JPH07235920A - Frame synchronizing circuit - Google Patents

Abstract

PURPOSE:To extremely improve the probability of return from a pseudo synchronization by masking a secondary synchronization circuit against the synchronizing pulse set at a position where a main synchronization circuit is synchronized. CONSTITUTION:The received data and a received clock are inputted to a frame storing register 3, a synchronization pattern retrieving signal is inputted to the 1st and 2nd synchronization pattern decoders 5 and 6 from the register 3 with a delay secured by one bit. The output of the decoder 5 is delayed by a delay circuit 7 by a degree equal to a single received clock and activates both signals A and B at a time. When the decoder 5 detects a synchronization pattern based on the selection signal sent from a main synchronization selecting circuit 8, and the synchronizing conditions are satisfied by a 1st synchronization detecting circuit 10 of a main synchronization circuit and a frame pulse is outputted, this frame pulse is selected by a selector 4 and outputted.
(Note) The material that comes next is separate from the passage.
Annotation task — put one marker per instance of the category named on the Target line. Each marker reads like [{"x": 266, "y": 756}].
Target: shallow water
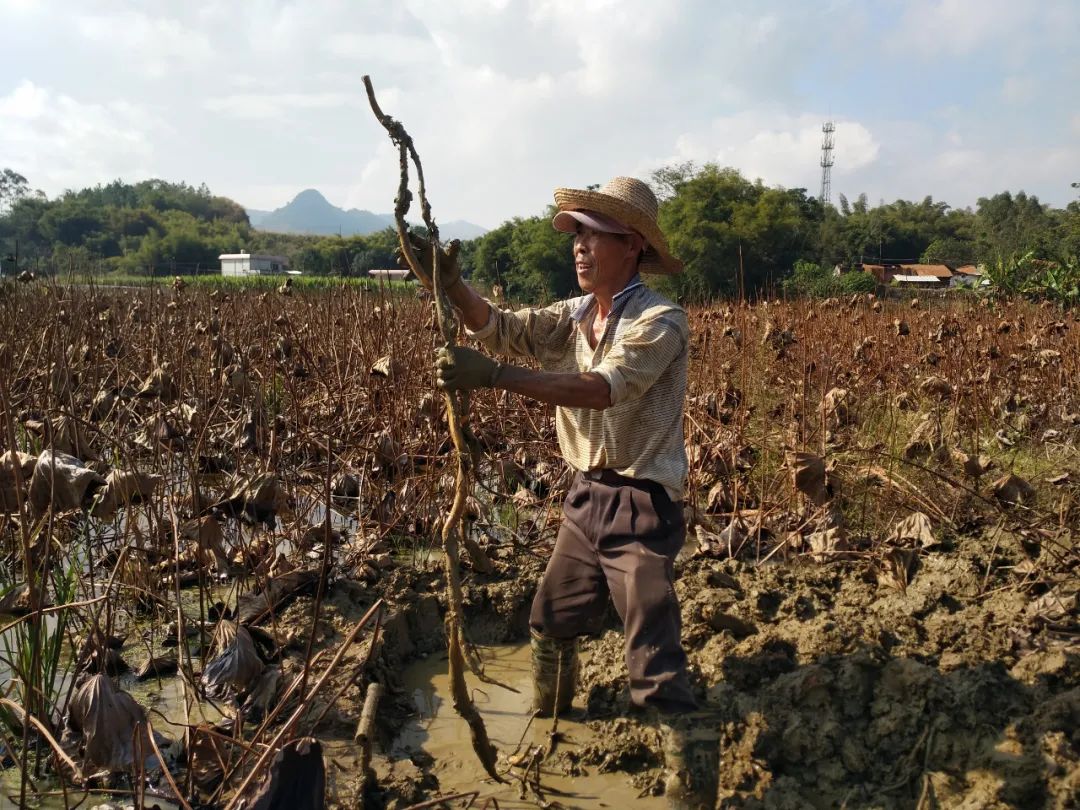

Meanwhile a secondary synchronization circuit (2nd synchronization detecting circuit 11) masks the circuit 11 (secondary circuit) by a masking logic circuit 9 after the synchronization of the main synchronization circuit is fixed. Therefore the frame pulse positions different from that of the main synchronization circuit are always retrieved.

Description

Detailed Description of the Invention

[0001]

BACKGROUND OF THE INVENTION 1. Field of the Invention The present invention is designed to detect the positions of frame bits inserted in a concentrated or discrete manner.
A frame synchronization circuit having two synchronization detection circuits, one of which is a main synchronization circuit, the other of which is a sub synchronization circuit, and the main synchronization circuit and the sub synchronization circuit are switched and used when the main synchronization circuit is pseudo synchronized, The present invention relates to a frame synchronization circuit capable of significantly improving the probability of recovery from pseudo synchronization.

[0002]

2. Description of the Related Art Generally, there is known a frame synchronization circuit that detects the positions of frame bits that are inserted in a concentrated or discrete manner and thereby establishes frame synchronization.
In this conventional frame synchronization circuit, in the synchronization pull-in process, it is possible to establish pseudo synchronization because it is determined that synchronization has been established by several consecutive matches of detection of several bits. Therefore, after synchronization is established, status monitoring is performed using some kind of error detection method (for example, CRC, parity), false synchronization is determined by the error, and a sub-synchronization circuit that re-detects the synchronization pattern while maintaining the synchronization state. There is a need.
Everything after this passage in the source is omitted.